Let's change the subject a little bit, and talk about routers. It looks like I can find an Asus RT-N66R (or RT-N66U, same thing) on eBay for about 30 bucks. It's the same router I had before. I remember paying about $130 for it at Best Buy years ago back when it was new. Is it still worth getting, or is it too old? I'm just fine with wireless N and the gigabit Ethernet ports. Surely it's got to be better than the Linksys E2500?


----------



## TheLostSwede (May 11, 2021)

Ok, you need to change so the router that would operate as a wireless bridge is set up to receive it's IP address via DHCP or you get an IP address conflict, as both default to the same IP address.
Clearly Linksys did a crap implementation of wireless bridge, as this should normally switch the router into receiving the IP address via DHCP automagically.



hat said:


> Let's change the subject a little bit, and talk about routers. It looks like I can find an Asus RT-N66R (or RT-N66U, same thing) on eBay for about 30 bucks. It's the same router I had before. I remember paying about $130 for it at Best Buy years ago back when it was new. Is it still worth getting, or is it too old? I'm just fine with wireless N and the gigabit Ethernet ports. Surely it's got to be better than the Linksys E2500?


Old, unsupported POS. Even Merlin has dropped support for it. I guess you could install DD-WRT or OpenWRT on it and then it would be better than the E2500.
If you want Asus, get something that Merlin supports. Old routers with old firmware are inherently a major security risk.





						Home | Asuswrt-Merlin
					






					www.asuswrt-merlin.net


----------



## Jetster (May 11, 2021)

Bridge mode which turns off DHCP on one router

I know its not what you want to hear but my speed was bad until I moved to 802.11AC


----------



## hat (May 11, 2021)

All these ASUS router models are quite confusing, heh...


----------



## bonehead123 (May 11, 2021)

hat said:


> All these ASUS router models are quite confusing, heh...


That's not a problem, it's a "feature" hehehe 

Anyways, Linksys's consumer stuff is crap, always has been & always will be IMHO...  I've tried alot of it over the years, and it all failed miserably at even the most basic tasks, and most of it only lasted 3-6 months before dying altogether......

OTOH, you can only have my Nighthawks when you can pry them from my cold, dead hands  

No muss, no fuss, just easy set-up and long lasting, fast & reliable internet service....


----------



## newtekie1 (May 11, 2021)

hat said:


> Let's change the subject a little bit, and talk about routers. It looks like I can find an Asus RT-N66R (or RT-N66U, same thing) on eBay for about 30 bucks. It's the same router I had before. I remember paying about $130 for it at Best Buy years ago back when it was new. Is it still worth getting, or is it too old? I'm just fine with wireless N and the gigabit Ethernet ports. Surely it's got to be better than the Linksys E2500?

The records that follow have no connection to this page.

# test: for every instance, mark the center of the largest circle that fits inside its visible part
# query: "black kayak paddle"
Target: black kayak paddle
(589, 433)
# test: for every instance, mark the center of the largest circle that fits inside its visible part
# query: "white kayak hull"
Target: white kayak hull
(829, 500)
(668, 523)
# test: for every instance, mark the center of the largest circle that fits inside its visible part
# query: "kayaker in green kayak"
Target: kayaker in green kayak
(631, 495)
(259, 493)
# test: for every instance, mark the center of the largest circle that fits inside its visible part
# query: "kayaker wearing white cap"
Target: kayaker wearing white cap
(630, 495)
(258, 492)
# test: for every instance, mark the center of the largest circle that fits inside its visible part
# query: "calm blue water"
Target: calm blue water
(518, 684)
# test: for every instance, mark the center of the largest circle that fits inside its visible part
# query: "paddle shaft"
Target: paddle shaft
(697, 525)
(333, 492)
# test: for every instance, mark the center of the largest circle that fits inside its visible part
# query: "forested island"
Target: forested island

If you slap FreshTomato on it, the RT-N66U is a pretty decent router for basic stuff.  But I don't think I'd buy one these days.  The hardware is just too outdated for me.


bonehead123 said:


> Anyways, Linksys's consumer stuff is crap, always has been & always will be IMHO... I've tried alot of it over the years, and it all failed miserably at even the most basic tasks, and most of it only lasted 3-6 months before dying altogether......


Everything after the WRT-54L has been a downward spiral.

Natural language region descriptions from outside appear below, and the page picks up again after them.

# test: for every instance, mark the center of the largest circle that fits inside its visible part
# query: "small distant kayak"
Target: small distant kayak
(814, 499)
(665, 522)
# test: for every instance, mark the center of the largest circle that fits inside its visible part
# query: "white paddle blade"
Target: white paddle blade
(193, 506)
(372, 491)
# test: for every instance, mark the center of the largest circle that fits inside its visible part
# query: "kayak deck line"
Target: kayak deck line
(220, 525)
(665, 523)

But I've moved to pfsense and won't go back to anything consumer.


----------



## hat (May 12, 2021)

Returned the E2500 with no issues. My parents are still using an old E1000 I left here years ago...

The newer ASUS routers are quite expensive. Looks like the cheapest one I found that asuswrt merlin currently supports is almost $120 on Amazon. Looks like the older, cheaper, and widely available RT-N66U/R might be a good choice. I was just using one until recently...


----------



## ixi (May 12, 2021)

hat said:


> Returned the E2500 with no issues. My parents are still using an old E1000 I left here years ago...
> 
> The newer ASUS routers are quite expensive. Looks like the cheapest one I found that asuswrt merlin currently supports is almost $120 on Amazon. Looks like the older, cheaper, and widely available RT-N66U/R might be a good choice. I was just using one until recently...

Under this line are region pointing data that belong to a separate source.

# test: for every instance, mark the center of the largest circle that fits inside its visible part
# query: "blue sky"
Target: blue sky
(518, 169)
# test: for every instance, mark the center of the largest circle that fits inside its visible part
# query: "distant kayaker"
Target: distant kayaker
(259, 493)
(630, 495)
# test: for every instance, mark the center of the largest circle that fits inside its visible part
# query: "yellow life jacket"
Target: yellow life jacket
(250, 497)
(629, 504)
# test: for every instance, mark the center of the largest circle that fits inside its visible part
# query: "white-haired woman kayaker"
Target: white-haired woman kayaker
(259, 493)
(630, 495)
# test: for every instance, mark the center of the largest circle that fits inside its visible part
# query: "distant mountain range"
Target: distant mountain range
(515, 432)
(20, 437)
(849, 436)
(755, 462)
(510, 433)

https://mikrotik.com/product/hap_ac3 

With this you can create  full dummy bridge to current wifi or create bridge to current wifi and new ssid.

RT-N66U/R this router is 10 years old, damn, time flies. 

If you use vpn, then as well you can create vpn client on Mikrotik and nat out how many local lans you want via it. Dont need to install software on pc or any other device.


----------



## hat (May 12, 2021)

Not really worried about the wifi bridge anymore. I'm disappointed it didn't work, but there was an Ethernet cable handy and I'm more of an Ethernet kinda guy...


----------



## hat (May 16, 2021)

I bought two used RT-N66R routers, but instead I received two Netgear R6400v2 routers. I'm mostly indifferent about the routers themselves... slightly disappointed because they weren't what I was after, but they are apparently superior to the RT-N66R. Unfortunately, they didn't come with power adapters. I specifically asked if they came with antennas and power adapters because I couldn't tell from the pictures (which are definitely RT-N66R/U in the images, heh).

Interestingly, this seller is selling the router I actually received as well. Guess there was a mix-up. I messaged them about it...

Great, the seller is "out of the office" until Wednesday... so I have to wait until then to figure out what's going to happen.


----------